Roscoe and his colleagues believe that many current natural language processing tools and applications are not being developed in this way and are therefore contributing to inequity and exclusion in language-based technologies. He proposes the question, “Who decides what counts as good writing and communication?”

“The people whose text is being used to develop language tools are most likely from a narrow demographic that doesn’t represent the general population or important subgroups,” Roscoe said. “If we aren’t careful, cultural and gender biases can be built into the algorithms that support these products. And once they are built into the algorithm, it becomes difficult to undo. They become part of the ‘black box’ of the software and taken for granted.”

Linguistic biases narrow the range of language that is considered correct or permissible, and they penalize users who aren’t using language according to those standards. For instance, restrictive beliefs about “proper English” or “professional English” might lead to devaluing ideas from those who are nonnative English speakers or have not been taught to write or speak in a certain way.

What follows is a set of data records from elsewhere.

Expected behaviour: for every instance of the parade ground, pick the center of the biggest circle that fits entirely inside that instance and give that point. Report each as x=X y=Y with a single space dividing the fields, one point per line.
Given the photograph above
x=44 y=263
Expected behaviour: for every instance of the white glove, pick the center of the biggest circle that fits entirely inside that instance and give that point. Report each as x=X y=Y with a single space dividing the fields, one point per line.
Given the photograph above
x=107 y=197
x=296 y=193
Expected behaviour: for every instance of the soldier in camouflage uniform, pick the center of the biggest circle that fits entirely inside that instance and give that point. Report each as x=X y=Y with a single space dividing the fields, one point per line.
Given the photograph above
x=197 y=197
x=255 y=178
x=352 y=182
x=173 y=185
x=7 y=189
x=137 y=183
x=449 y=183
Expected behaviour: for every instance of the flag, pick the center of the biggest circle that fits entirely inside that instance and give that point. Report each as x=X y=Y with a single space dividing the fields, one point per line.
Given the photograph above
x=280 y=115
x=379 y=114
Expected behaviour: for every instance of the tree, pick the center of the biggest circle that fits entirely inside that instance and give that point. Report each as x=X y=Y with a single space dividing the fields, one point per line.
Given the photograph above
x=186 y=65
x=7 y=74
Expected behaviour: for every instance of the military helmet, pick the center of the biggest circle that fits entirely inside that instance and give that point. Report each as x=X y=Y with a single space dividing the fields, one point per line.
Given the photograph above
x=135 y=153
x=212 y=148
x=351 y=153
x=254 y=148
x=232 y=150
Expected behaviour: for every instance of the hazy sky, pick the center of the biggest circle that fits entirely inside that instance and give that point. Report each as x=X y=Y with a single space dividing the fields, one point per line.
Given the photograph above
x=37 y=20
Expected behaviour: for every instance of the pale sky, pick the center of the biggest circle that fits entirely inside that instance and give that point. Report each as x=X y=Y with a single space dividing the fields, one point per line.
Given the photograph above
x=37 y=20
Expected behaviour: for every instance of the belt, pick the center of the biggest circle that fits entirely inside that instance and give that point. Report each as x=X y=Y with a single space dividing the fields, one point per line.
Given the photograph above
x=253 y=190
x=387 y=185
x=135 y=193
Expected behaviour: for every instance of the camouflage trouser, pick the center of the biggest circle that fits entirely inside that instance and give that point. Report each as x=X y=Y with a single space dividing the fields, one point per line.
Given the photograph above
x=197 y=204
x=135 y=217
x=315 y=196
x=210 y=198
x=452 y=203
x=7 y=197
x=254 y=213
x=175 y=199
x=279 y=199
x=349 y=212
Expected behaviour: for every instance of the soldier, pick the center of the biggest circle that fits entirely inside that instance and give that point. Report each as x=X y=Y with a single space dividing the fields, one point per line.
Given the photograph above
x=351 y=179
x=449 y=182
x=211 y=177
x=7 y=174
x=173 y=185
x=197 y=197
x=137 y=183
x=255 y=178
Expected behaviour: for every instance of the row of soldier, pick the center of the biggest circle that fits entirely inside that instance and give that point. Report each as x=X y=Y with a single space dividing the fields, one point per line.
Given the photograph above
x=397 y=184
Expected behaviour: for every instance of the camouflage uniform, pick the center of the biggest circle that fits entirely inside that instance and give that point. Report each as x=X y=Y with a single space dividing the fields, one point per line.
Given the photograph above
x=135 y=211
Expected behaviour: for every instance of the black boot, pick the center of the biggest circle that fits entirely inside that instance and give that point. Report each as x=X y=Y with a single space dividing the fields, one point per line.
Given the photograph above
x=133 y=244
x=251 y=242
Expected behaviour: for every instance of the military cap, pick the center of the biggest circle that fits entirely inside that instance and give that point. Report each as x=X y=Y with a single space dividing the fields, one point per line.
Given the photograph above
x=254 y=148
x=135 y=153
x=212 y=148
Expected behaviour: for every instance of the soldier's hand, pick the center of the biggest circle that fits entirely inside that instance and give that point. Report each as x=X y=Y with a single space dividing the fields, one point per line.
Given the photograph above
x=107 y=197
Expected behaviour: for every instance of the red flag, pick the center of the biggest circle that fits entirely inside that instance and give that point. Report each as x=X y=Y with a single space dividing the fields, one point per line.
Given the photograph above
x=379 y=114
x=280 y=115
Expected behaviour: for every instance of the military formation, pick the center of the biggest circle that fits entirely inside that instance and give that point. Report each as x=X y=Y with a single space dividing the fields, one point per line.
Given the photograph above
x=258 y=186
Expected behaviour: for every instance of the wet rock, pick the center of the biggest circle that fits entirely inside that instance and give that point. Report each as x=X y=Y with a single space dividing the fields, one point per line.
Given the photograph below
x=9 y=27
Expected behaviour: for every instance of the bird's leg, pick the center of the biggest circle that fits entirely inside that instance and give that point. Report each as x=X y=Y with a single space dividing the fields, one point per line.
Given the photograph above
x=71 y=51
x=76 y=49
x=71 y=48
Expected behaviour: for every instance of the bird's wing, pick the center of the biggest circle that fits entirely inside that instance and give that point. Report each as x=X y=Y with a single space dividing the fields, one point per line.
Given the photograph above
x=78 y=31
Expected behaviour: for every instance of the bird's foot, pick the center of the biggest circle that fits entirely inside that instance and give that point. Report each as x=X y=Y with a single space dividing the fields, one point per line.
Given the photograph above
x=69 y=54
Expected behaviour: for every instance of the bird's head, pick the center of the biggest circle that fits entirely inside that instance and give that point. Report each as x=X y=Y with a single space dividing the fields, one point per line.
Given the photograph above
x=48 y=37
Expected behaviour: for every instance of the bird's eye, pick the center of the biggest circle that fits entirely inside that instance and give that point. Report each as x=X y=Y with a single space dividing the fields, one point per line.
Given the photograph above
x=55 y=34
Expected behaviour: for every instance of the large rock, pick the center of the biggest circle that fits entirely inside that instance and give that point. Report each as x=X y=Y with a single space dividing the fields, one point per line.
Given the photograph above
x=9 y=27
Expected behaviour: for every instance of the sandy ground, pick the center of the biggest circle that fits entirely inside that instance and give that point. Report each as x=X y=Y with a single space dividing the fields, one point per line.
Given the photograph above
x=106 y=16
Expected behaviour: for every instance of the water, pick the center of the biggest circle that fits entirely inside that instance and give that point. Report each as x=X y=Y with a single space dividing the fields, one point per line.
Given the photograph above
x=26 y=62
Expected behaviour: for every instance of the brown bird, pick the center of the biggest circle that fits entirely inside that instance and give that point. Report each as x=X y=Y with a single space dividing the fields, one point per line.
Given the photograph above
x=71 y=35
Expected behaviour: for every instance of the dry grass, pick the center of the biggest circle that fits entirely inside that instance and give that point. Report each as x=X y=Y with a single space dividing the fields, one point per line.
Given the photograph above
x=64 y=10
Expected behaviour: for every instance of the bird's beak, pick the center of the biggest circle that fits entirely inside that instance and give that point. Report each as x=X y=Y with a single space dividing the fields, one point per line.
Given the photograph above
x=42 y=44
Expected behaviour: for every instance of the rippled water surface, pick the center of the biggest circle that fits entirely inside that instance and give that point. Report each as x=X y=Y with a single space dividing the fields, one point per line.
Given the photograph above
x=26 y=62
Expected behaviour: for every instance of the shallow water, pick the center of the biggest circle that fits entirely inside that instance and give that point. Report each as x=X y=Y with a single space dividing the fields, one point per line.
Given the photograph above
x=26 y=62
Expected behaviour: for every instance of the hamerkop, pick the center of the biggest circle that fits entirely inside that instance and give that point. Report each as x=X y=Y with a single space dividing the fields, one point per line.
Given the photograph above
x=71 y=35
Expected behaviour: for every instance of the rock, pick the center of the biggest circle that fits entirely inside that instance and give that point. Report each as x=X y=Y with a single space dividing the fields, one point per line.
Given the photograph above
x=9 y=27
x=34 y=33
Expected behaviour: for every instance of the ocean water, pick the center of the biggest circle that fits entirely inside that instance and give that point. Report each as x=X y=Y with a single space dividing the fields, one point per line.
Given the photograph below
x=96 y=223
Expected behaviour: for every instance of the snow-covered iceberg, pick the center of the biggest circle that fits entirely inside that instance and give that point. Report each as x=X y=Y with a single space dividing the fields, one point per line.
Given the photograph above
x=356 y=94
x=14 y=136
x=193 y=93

“We are re-creating our prejudices by putting them into a computer,” said Roscoe, who will serve as the lead investigator on this project.

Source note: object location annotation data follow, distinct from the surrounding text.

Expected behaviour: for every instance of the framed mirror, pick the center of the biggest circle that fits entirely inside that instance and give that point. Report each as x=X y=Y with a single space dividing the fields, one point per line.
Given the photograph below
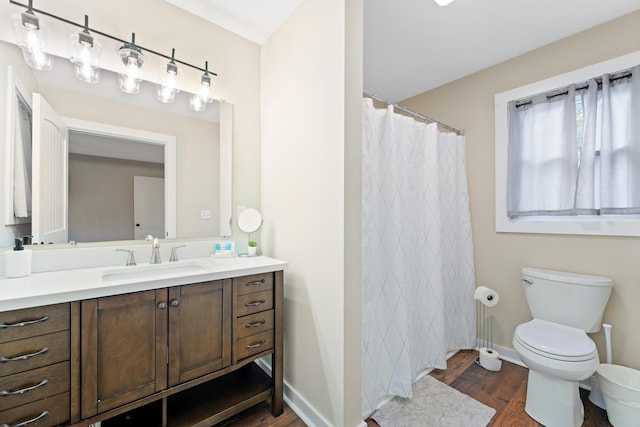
x=196 y=166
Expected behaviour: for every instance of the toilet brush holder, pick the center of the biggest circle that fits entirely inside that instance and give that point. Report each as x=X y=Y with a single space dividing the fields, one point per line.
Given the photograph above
x=595 y=395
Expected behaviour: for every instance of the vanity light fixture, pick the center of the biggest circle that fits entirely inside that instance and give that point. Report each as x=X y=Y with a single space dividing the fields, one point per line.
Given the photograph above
x=199 y=101
x=85 y=54
x=26 y=27
x=132 y=60
x=170 y=86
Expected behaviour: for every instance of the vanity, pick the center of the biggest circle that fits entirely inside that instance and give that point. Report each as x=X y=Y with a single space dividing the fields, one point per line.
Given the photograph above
x=172 y=345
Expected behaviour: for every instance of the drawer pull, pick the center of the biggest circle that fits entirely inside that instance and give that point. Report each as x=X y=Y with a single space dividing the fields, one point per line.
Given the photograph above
x=254 y=303
x=23 y=356
x=256 y=283
x=255 y=324
x=24 y=323
x=256 y=345
x=31 y=421
x=24 y=390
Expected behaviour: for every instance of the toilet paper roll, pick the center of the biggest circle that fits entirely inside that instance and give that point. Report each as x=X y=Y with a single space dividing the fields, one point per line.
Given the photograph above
x=490 y=359
x=488 y=297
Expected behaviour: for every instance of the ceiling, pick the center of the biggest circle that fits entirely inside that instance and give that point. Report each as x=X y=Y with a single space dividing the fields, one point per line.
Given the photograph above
x=411 y=46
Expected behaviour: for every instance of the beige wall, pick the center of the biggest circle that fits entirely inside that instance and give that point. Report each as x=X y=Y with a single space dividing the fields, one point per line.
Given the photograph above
x=469 y=104
x=161 y=26
x=303 y=201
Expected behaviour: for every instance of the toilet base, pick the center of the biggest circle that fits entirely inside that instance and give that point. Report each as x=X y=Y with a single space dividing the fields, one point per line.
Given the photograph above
x=553 y=402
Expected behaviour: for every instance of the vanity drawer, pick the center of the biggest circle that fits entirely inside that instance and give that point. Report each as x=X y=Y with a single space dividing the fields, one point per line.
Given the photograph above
x=25 y=387
x=30 y=353
x=48 y=412
x=254 y=283
x=30 y=322
x=254 y=344
x=254 y=302
x=254 y=324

The collaborative goal of the Inclusive Language Analytics Fellowship Program is to advance both the research and the researchers in these fields. Roscoe and the Lab aim to recruit two recent doctoral graduates from underrepresented backgrounds as fellows to investigate inclusive language analytics and to be mentored by diverse learning engineering and language experts at ASU and from other institutions across the country.

Fellows will be encouraged and expected to participate in career and equity development opportunities, attend workshops on grant and resume writing and attend training programs that discuss racism, sexism and other societal issues.

At ASU, fellows will be invited to participate in events and dialogues sponsored by organizations such as the ASU Postdoctoral Affairs Office, the Committee for Campus Inclusion, the Center for Gender Equity in Science and Technology, the Center for the Study of Race and Democracy, Project Humanities and others.

The idea for this fellowship was developed alongside another project at the Lab to improve the algorithms that drive assisted writing feedback tools. In partnership with Georgia State University, the Lab has collected a robust dataset of student responses that will be available to fellows for research.

The Lab will help manage the project by ensuring the fellows stay on track and share their findings in academic and public audience venues, and by finding speaker opportunities. A large network of professors with different specializations from various institutions will assist in providing research advice and career opportunities in addition to mentorship for the fellows.

“We want to provide layers and layers of support so the fellows feel validated in their research,” said Aigner Picou, program director at the Lab. “The best outcome would be that the fellows are placed at institutions in full-time positions sharing and implementing the knowledge they’ve learned at this fellowship.”

“If we are not thinking of diversity and equity as we build technologies, people will be excluded, or worse, punished or harmed based on the biases we build into the software,” Roscoe said. “Inclusive language analytics is about making sure that doesn’t happen or continue to happen.”